# tutor



## rcham7ai

¿Comó digo "tutor" como un verbo y un sustantivo (una profesión)?  

- "She is a tutor, and she tutors English, Math...."


Gracias!


----------



## Eureka_Spain

Pues TUTOR como profesión se dice igual.

El verbo sería "LLEVAR LA TUTORÍA DE _Matemáticas_".  

Hay un verbo, _tutelar_, que significa ser responsable de alguien, por ejemplo de un menor en el caso de que no estén sus padres, pero no se puede aplicar en el caso de un tutor de colegio o instituto.


----------



## Mirlo

Ellas es una tutora, y enseña/ayuda con inglés, mat. etc....
Saludos,


----------



## traductoraalataque

Creo que os estáis yendo al calco. 
Yo creo que la traducción sería: "Ella es profesora y enseña inglés, matemáticas..."


----------



## Mirlo

con todo respeto:  Un tutor no es lo mismo que un profesor o maestro la pregunta de arriba es acerca de "como se dice TUTOR"
Garcias,


----------



## traductoraalataque

Sí, pero el contexto de la frase me da a entender que se está refiriendo a una persona que enseña.
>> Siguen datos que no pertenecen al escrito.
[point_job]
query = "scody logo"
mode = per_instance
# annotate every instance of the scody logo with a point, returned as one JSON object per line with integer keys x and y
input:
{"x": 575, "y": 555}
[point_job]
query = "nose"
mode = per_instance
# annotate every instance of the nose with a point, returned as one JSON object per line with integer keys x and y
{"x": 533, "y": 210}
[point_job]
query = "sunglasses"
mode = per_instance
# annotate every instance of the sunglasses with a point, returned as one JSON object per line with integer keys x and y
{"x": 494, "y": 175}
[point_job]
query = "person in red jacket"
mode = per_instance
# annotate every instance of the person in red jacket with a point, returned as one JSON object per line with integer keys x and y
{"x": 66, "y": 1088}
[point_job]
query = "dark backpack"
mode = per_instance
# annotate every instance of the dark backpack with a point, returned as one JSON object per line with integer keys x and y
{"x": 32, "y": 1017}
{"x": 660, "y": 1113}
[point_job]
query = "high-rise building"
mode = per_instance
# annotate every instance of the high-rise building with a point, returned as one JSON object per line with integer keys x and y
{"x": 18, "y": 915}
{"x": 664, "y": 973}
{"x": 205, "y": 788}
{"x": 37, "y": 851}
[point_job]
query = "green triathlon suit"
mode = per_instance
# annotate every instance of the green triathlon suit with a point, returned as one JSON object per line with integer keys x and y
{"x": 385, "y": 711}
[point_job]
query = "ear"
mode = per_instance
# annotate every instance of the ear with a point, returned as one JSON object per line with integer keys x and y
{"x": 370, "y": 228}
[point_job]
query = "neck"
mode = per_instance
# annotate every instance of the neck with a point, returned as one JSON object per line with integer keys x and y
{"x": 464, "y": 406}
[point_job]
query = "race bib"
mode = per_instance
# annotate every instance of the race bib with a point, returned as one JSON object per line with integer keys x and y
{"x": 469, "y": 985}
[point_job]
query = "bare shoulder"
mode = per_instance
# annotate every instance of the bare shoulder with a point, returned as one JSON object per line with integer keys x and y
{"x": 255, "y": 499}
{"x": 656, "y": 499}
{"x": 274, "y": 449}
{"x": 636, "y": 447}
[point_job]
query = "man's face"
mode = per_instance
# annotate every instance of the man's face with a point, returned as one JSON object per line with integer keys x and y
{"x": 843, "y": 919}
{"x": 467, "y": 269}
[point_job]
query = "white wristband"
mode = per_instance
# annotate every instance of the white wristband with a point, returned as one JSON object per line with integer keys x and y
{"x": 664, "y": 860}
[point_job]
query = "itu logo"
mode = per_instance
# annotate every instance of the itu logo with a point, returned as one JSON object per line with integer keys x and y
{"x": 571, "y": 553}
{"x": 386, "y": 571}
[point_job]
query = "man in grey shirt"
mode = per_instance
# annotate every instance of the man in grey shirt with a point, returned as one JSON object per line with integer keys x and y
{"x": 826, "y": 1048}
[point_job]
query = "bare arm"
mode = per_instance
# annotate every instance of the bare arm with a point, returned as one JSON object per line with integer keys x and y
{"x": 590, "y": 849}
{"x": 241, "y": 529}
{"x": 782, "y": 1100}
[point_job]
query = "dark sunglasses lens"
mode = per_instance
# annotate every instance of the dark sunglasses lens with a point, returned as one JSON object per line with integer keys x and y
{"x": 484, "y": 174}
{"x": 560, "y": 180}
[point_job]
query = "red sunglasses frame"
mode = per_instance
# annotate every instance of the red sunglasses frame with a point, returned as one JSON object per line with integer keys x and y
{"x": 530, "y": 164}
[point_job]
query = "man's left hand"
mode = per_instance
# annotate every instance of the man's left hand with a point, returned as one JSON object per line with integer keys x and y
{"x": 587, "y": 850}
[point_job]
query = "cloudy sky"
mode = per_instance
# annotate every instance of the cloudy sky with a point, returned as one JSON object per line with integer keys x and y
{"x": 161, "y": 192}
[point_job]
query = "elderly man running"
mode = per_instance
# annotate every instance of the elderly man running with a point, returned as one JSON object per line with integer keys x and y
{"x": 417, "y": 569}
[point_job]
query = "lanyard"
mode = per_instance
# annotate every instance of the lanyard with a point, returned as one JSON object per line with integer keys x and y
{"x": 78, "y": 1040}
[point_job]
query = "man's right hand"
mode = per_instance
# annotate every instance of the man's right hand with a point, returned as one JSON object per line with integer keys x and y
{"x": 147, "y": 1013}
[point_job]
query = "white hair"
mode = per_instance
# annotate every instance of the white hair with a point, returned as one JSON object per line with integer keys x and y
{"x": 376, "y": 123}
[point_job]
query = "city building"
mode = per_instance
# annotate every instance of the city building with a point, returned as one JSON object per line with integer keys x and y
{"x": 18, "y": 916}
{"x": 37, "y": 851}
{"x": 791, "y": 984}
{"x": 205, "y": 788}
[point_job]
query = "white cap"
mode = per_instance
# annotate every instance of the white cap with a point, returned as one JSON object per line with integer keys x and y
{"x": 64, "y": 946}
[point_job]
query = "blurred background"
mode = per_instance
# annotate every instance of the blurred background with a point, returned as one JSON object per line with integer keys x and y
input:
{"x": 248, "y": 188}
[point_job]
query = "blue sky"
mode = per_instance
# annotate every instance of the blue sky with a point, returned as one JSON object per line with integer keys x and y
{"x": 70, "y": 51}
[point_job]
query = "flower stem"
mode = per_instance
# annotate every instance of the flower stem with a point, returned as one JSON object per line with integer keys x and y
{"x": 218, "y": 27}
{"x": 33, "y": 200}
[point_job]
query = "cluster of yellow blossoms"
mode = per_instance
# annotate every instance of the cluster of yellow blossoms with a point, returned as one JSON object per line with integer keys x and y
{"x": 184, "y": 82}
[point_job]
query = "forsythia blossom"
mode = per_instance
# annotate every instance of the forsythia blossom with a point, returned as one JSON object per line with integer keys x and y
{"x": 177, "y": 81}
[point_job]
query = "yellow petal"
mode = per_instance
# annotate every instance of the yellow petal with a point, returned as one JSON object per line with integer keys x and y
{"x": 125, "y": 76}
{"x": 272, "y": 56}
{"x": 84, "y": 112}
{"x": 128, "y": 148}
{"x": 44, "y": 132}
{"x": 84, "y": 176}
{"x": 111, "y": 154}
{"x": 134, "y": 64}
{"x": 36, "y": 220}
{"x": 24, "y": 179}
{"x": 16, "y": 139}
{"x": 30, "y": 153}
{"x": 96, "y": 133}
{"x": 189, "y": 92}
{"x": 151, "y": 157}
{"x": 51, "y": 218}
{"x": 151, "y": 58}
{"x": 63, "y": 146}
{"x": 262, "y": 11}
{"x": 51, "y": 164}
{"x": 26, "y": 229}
No significa lo mismo tutor en inglés que en español, aunque los significados son muy parecidos, no son iguales. 
A lo mejor me equivoco, pero el contexto lo debería aclarar rcham7ai.
Saludos


----------



## Mirlo

lo siento pero, Eureka Spain esta de acuerdo y entiende lo mismo
Pues TUTOR como profesión se dice igual.
además un tutor es una persona que ayuda o guía al estudiante con el aprendizaje en español o inglés.
Saludos,


----------



## Vivero

Hmmm... traductoraalataque tiene algo de razón. En inglés, tutor es "private teacher", y también "college officer charged with responsibility for students, guardian of a child". Parece (corregidme si me equivoco) que ambas acepciones están vigentes. En español también existen ambas, pero la primera, la de "profesor privado" me parece que está anticuada. El diccionario de la RAE (quinta acepción) dice "profesor privado que se *encargaba* de la educación general de los hijos de una familia". Y, dejando aparte el diccionario, los hablantes *no* entendemos tutor como profesor privado.
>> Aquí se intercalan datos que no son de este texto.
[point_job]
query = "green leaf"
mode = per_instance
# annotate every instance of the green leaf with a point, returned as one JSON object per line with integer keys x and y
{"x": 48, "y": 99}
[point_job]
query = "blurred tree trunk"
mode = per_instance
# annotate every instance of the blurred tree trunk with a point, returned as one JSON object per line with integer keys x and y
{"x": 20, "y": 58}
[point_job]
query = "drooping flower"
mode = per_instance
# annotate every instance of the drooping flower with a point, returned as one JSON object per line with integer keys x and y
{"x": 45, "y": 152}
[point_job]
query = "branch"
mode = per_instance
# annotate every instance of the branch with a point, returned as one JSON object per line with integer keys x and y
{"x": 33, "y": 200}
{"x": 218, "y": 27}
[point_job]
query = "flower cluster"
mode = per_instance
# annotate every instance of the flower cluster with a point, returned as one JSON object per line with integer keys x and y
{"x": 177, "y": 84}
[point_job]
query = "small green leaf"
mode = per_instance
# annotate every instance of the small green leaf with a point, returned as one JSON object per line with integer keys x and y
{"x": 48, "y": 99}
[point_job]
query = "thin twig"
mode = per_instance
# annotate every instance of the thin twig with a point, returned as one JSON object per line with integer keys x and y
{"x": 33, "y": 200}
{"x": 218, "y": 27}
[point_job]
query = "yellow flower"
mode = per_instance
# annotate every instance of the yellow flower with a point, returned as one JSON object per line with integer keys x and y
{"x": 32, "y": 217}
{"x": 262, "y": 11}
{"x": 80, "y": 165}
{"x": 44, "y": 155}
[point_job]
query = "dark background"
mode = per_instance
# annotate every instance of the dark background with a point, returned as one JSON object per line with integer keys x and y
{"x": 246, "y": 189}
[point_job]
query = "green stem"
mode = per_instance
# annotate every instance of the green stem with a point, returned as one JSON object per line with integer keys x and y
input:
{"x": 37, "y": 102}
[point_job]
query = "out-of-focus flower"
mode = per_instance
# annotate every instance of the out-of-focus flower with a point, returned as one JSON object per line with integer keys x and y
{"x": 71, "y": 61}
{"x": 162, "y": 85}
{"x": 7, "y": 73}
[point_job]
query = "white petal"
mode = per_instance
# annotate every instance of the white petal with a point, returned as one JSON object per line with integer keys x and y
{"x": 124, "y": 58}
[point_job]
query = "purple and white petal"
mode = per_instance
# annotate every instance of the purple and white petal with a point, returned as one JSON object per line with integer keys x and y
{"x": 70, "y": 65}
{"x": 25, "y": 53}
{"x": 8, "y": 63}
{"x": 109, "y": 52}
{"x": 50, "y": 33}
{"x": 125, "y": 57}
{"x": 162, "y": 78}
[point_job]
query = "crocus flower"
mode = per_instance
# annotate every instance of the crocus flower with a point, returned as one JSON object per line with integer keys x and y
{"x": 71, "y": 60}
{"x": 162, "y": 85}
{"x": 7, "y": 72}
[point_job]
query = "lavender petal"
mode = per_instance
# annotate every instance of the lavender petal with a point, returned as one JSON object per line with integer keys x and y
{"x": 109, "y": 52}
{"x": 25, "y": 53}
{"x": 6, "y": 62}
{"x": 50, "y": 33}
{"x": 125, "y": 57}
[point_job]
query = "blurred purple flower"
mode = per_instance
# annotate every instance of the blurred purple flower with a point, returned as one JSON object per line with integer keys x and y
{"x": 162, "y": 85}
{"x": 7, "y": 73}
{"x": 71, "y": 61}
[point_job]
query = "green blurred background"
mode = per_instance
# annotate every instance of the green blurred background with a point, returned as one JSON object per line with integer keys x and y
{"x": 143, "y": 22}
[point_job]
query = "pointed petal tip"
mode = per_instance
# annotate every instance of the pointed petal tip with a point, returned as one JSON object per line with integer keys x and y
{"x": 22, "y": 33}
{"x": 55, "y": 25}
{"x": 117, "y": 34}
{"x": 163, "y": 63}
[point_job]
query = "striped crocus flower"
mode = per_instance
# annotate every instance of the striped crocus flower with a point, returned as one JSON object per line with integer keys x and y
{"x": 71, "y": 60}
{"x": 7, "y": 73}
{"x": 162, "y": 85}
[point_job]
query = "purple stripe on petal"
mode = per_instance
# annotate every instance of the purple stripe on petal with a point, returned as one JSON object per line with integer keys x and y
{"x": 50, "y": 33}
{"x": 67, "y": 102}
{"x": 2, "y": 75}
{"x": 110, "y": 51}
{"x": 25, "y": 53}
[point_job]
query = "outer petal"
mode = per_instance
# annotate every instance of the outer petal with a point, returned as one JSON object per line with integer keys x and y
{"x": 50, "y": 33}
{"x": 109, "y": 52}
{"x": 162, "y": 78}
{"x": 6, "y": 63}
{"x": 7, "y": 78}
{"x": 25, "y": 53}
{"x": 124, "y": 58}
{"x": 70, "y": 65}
   Así que, cuidado, tenemos que saber si estamos hablando (en inglés) del tutor-profesor privado (en cuyo caso yo no lo traduciría al español como tutor) o del tutor-guardián, custodio, responsable no docente, en cuyo caso sí usaría la palabra española tutor.
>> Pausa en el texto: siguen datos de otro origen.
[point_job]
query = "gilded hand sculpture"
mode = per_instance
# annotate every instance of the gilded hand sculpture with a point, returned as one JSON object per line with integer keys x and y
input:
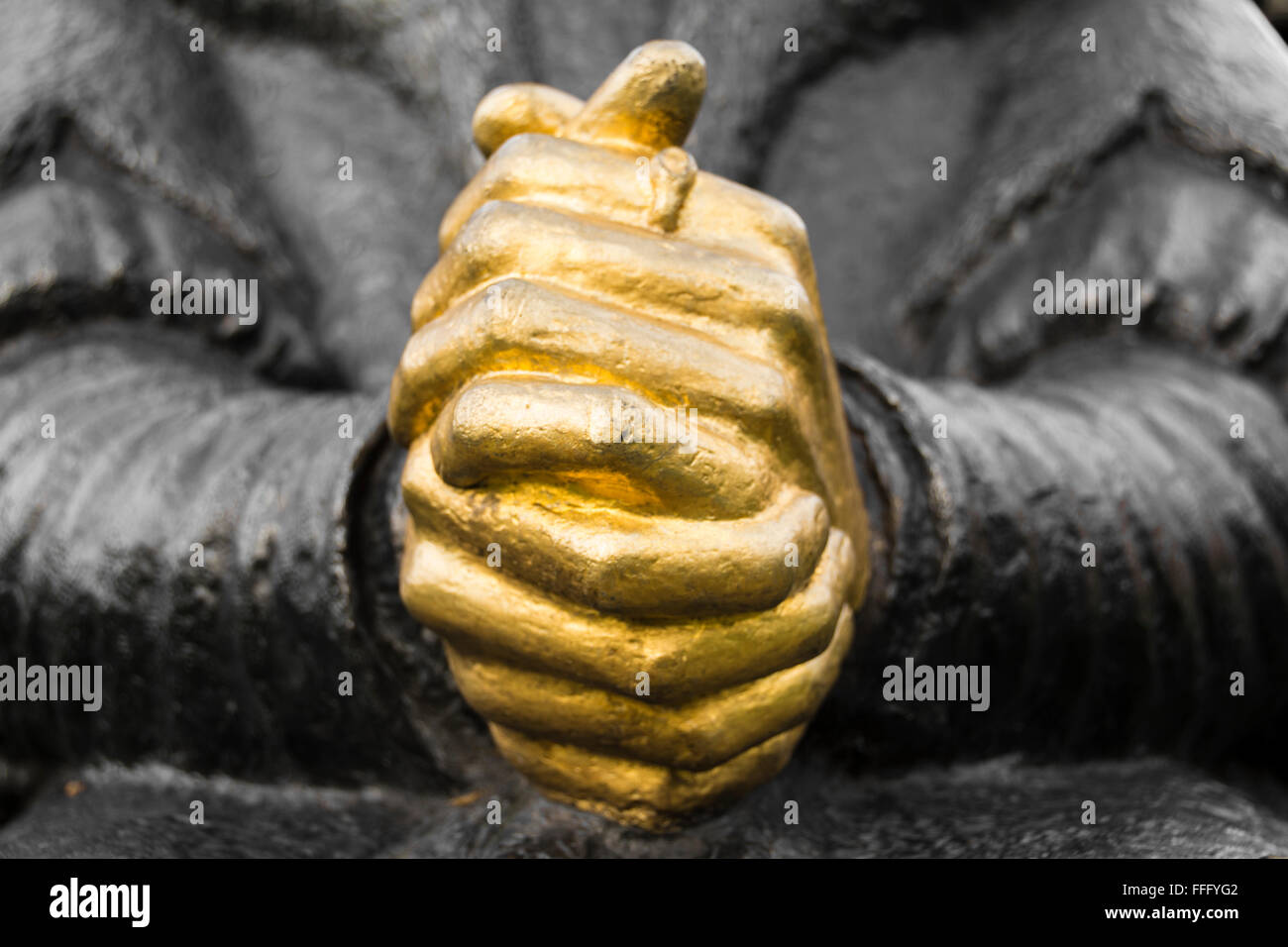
{"x": 647, "y": 621}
¿O me estoy equivocando?... es frecuente, tengo costumbre ;-)

Vivero

Añado: sí puede haber en español un "tutor de la asignatura de matemáticas", o de "la lengua inglesa", entendido como persona encargada de *orientar* a los alumnos en esas asignaturas o actividades. Pero no les da clases. Si les da buenos consejos sobre la elección de asignaturas, los libros, etc. es un tutor. En cuanto empiece a dar clases, será un profesor... ¿no?


----------



## traductoraalataque

Tienes razón, pero yo desde el colegio entiendo lo siguiente:
Profesor: el que enseña una o varias asignaturas.
Tutor: el profesor que, además de enseñar alguna o varias asignaturas, tiene unas horas extra que no son para dar clase, las TUTORÍAS, que son para asesorar y aconsejar al alumno.
Cada profesor, además, tiene sus propias tutorías para asesorar al alumno sobre la asignatura que imparte (matemáticas, inglés...) 
No digo que tutor no sea una traducción correcta, pero creo que no es la adecuada.
Saludos...


----------



## Ydola

en mi pais, lo que dice rcham7air lo llamamos profesor/a particular, es quien enseña y refuerza la enseñanza a los alumnos. Aclaro que se trata de quien enseña EXTRA a los alumnos. son clases particulares, generalmente no se trata del/la profesor/a que imparte las clases. No se si me doy a entender


----------



## Vivero

De acuerdo, traductoraalataque. Una misma persona puede hacer las dos cosas. El tutor del área de idiomas puede ser el profesor de alemán. Cuando asesora y aconseja (sobre las clases de alemán y sobre las de otros idiomas) está tutelando y es un tutor. A la hora de su clase de alemán, es profesor.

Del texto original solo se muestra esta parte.